Satellites are our silent assistants and are, among other things, helping us to better understand the events visible on the surface of the Earth. Remote sensing, as we call the technology of observing objects on the Earth’s surface, is already an established approach in forestry, agriculture, ecological applications etc., as remote sensing is a more cost-effective technique than field-survey methods.

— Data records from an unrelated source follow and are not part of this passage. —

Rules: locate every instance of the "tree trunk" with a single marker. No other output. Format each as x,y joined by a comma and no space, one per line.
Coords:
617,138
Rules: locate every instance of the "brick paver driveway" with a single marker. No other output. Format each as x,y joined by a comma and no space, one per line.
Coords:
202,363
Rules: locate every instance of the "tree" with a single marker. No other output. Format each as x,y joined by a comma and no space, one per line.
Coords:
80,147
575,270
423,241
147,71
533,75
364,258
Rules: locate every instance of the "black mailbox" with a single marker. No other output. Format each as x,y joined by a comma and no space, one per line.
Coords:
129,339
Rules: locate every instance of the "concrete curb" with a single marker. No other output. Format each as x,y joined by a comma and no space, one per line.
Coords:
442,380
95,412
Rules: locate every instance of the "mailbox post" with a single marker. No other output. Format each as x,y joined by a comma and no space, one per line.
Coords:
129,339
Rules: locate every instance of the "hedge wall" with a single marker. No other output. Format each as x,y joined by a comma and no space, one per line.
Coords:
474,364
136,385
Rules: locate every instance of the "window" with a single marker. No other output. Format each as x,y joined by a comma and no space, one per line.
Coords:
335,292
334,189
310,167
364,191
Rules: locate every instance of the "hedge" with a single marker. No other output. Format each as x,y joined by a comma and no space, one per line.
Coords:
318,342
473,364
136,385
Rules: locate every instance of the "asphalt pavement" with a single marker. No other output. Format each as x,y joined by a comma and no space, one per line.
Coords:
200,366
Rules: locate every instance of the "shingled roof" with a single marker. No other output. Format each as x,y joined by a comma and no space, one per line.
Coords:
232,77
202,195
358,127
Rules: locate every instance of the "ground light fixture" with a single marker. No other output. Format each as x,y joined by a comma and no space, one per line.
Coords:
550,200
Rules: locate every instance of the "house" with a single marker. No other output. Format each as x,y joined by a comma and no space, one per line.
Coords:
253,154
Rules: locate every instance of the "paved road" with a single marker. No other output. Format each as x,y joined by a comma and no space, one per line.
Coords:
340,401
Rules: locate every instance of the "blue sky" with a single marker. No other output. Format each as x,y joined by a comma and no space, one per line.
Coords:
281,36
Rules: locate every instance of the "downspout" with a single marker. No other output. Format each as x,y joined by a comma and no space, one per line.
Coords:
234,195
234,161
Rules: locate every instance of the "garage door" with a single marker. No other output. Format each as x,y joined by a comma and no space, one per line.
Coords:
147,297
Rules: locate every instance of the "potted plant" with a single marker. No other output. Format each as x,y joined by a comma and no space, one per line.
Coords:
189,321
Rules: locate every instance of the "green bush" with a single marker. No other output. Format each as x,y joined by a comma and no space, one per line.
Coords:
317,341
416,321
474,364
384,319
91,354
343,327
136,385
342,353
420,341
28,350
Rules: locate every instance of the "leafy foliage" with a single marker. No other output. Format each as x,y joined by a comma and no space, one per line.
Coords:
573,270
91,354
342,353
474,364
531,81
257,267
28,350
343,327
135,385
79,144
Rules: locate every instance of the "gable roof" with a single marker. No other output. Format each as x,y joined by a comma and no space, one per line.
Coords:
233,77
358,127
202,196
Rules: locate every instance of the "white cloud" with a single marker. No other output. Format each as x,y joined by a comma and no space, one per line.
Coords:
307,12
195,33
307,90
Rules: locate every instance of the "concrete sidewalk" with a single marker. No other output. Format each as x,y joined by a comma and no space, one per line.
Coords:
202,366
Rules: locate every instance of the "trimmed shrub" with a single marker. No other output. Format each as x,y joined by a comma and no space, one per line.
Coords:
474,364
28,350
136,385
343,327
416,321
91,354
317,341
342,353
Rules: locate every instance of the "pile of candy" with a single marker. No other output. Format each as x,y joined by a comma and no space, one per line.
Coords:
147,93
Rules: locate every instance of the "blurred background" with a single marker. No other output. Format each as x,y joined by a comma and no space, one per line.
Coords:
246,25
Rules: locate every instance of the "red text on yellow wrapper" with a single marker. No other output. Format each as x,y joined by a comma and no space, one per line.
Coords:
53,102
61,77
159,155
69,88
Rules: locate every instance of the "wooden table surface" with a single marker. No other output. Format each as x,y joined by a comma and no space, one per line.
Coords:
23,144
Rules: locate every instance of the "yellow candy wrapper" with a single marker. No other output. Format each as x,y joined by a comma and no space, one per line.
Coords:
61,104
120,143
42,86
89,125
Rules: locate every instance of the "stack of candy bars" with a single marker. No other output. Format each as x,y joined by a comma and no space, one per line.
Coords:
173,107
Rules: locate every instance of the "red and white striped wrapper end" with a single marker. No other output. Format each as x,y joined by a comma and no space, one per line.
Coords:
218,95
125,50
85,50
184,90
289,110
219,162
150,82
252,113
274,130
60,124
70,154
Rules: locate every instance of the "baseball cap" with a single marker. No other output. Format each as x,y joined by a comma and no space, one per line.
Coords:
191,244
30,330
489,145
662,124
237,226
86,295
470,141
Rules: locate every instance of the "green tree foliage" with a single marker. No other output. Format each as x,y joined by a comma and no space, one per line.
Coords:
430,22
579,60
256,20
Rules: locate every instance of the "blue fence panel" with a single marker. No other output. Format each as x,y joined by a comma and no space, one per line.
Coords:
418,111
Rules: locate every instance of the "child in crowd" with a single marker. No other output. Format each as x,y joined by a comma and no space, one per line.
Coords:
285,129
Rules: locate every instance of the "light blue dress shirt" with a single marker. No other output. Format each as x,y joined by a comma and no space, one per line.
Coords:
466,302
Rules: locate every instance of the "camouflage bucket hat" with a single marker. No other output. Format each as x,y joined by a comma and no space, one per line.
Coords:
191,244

Satellites are observing and detecting electromagnetic waves - or emitted solar radiation- from targets on the ground, which are then processed and analysed by experts. Different materials on the Earth’s surface reflect and absorb differently at particular wavelengths. Thus, the targets can be differentiated by their spectral reflectance signatures from remotely sensed images. Japanese knotweed also has its own spectral signature, which is very similar to the rest of green vegetation (it greatly absorbs waves in the red and blue part of the spectrum, while it reflects green and near infrared light), but it is still so different that it can be detected from other plant species with the use of complicated algorithms. Larger Japanese knotweed stands have a fairly typical occurrence pattern – they are usually present on the riverbanks, along roads, at construction sites and abandoned areas. On satellite images, the stands appear differently in winter or summer time, as the chlorophyll activity in the leaves varies greatly during the growing season. Furthermore, different stands might be in different growth stages during the same period; this depends on groundwater level, exposition to sunshine, etc. For easier detection of Japanese knotweed and inclusion of all previously mentioned time variables we use images acquired at different time points. The analysts call this time series satellite data analysis, which basically means that we observe the appearance of Japanese knotweed over time.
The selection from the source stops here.